A telecommunications company wants to explore it’s a dataset about its customers in order maximize company operations. The intent of this data analysis is to discover insight on how its customers are clustered. With this information, the company can then create more data driven decisions to maximize its Return on Investment for all company activities. The given dataset was cleaned, explored, transformed, and applied kmeans clustering. One question for this analysis being: How many groups can the customers be sectioned into? The result of the cluster analysis is visualized via graphs and the processed documented.

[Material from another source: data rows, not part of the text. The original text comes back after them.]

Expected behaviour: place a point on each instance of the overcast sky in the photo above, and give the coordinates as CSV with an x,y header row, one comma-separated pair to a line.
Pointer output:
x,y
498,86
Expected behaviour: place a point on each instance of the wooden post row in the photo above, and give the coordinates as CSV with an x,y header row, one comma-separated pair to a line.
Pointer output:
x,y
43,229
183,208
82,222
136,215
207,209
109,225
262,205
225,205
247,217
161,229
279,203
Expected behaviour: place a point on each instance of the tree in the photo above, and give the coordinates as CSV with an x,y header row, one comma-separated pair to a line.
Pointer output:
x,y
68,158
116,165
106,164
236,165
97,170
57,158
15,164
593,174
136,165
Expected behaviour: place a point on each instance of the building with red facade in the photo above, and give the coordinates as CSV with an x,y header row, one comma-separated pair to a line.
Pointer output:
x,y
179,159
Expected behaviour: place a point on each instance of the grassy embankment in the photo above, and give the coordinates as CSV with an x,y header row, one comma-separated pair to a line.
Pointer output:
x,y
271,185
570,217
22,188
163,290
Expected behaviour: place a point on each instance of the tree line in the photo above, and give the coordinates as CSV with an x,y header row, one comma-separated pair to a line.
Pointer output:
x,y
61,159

One goal for this analysis is to define the amount of groups by using the variables: 'Lat','Lng','Population','Children','Age','Income','Outage_sec_perweek', 'Email', 'Contacts', 'Yearly_equip_failure', and 'Tenure'. By identifying these continuous variables and these groups, I can identify them by a specific cluster number. K-means clustering is an unsupervised machine learning algorithm that classifies and groups ‘like’ variables. When populating a scatterplot of datapoints, it may be visually apparent how many distinct groups there are; sometimes not. Therefore, the user must define the number ‘k’ of clusters as points to be randomly plotted in the scatterplot. The number of clusters centroids are plotted and distances to all data points are measured. Next, a process called fitting and transforming, where the centroids are serially readjusted or moved to the ideal center of the cluster. Finally, the average distances are minimized until ‘k’ defined centroids are at the optimal center point to all the points defined in their clusters.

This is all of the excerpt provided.